When I arrived at Victor Wasserman’s house I was planning to write about the amazing garden and backyard living space I’d heard so much about. But when I walked into the one-bedroom apartment he shares with his partner, Rajiv, my plan changed.

Victor, 30, is an interior and urban garden designer, and Rajiv an architect. Their families are spread out all over the globe, and it’s obvious to any visitor that they’re a well-traveled pair. Every inch of their space is peppered with trinkets and curiosities from foreign countries, such as an ikat bedspread from Mumbai (where Rajiv’s family resides) and wooden animal masks from Guatemala. But my favorite assembled collection was the family tree created by hanging photos of Victor’s and Rajiv’s relatives. It’s an ongoing project with an organic vibe, very much emulating the growth of an actual tree.

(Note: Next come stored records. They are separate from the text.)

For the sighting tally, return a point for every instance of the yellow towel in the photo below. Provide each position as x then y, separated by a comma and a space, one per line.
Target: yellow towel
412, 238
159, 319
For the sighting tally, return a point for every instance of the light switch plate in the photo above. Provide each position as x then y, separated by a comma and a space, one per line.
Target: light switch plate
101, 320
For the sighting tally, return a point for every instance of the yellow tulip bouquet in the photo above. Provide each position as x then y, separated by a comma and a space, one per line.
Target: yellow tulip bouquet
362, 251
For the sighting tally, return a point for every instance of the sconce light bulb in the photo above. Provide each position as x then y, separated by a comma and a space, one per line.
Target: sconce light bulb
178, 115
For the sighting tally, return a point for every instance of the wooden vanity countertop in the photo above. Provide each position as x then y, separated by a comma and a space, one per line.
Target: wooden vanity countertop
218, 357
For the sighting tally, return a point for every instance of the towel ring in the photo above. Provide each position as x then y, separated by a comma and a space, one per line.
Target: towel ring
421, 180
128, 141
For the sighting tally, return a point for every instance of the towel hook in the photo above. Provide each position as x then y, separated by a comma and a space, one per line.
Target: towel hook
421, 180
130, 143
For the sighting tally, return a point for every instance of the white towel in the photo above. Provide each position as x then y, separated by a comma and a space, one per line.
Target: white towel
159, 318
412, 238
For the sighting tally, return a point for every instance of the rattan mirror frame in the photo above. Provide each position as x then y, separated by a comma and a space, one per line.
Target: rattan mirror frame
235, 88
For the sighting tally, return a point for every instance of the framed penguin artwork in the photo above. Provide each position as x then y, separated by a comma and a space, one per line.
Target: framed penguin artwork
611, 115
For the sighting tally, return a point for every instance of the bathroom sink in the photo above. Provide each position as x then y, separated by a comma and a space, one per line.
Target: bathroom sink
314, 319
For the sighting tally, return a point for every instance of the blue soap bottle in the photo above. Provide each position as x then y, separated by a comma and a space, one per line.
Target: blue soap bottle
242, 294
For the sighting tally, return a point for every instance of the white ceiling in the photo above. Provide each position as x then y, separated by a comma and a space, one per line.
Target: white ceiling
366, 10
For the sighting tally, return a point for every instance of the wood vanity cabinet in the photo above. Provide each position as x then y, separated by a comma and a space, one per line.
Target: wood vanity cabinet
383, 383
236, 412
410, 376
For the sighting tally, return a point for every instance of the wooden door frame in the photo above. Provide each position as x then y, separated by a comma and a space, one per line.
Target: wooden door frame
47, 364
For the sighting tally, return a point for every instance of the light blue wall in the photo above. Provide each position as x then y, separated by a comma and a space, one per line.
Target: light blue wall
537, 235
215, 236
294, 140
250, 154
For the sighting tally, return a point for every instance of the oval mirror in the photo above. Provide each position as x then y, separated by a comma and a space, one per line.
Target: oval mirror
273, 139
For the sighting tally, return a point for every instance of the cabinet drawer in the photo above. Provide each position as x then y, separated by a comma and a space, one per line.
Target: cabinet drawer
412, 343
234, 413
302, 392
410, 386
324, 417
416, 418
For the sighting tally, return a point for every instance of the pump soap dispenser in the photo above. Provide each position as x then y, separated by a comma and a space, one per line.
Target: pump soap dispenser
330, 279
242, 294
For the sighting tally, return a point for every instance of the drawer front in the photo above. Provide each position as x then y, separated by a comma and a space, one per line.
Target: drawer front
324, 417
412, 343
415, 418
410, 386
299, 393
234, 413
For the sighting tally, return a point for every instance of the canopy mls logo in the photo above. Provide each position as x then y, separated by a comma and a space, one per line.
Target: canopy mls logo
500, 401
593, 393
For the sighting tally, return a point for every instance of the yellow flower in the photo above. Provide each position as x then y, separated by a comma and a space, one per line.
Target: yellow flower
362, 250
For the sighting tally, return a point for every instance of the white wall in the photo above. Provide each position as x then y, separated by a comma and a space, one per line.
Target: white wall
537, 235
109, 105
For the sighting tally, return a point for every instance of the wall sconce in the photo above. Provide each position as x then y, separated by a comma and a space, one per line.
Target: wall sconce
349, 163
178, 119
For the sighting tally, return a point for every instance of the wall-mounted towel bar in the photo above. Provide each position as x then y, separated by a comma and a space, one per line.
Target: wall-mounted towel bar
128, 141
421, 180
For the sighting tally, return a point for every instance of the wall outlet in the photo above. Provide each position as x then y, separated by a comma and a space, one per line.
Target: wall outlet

The space also boasts some amazingly thrifty gems, like the gorgeous weathered folding chairs that Victor picked up at an antique market in Michigan for $75, or the set of four fiberglass shell chairs that were found at the Broadway Antique Market for $50 each. I lost count of how many times I asked him, “So . . . where did you get this?” and it turns out most of the objects were found in alleys during the decade that Victor has called Chicago home.

Credit: Erik Sanchez

Lighting is a key factor in perfecting the “bohemian farmhouse” vibe of the apartment, and upon moving in Victor swapped all of the boring (i.e. ugly) ceiling fixtures for pendant lamps accompanied by a rheostat. He mounted a budget-friendly Fado lamp from IKEA in the kitchen, which is charmingly inspired by Julia Childs’s famed cooking space. To achieve this organized yet exposed look, Victor removed the cabinet fronts and keeps everything arranged neatly in glass containers.

The kitchen opens onto a gorgeous back porch that’s filled with potted plants and overlooks the garden. This feature is what sold the couple on the apartment, and they’re constantly hosting friends for al fresco dinners.

I spent over two hours wandering through Victor’s home and garden and could have easily stayed all day. I was seriously inspired by his dedication to creating a thoughtful space both inside and out, while being mindful of his limited budget. He implied several times that his home was a constant project, but as a visitor I felt like I was on a tiny vacation. I can’t wait to book my next trip!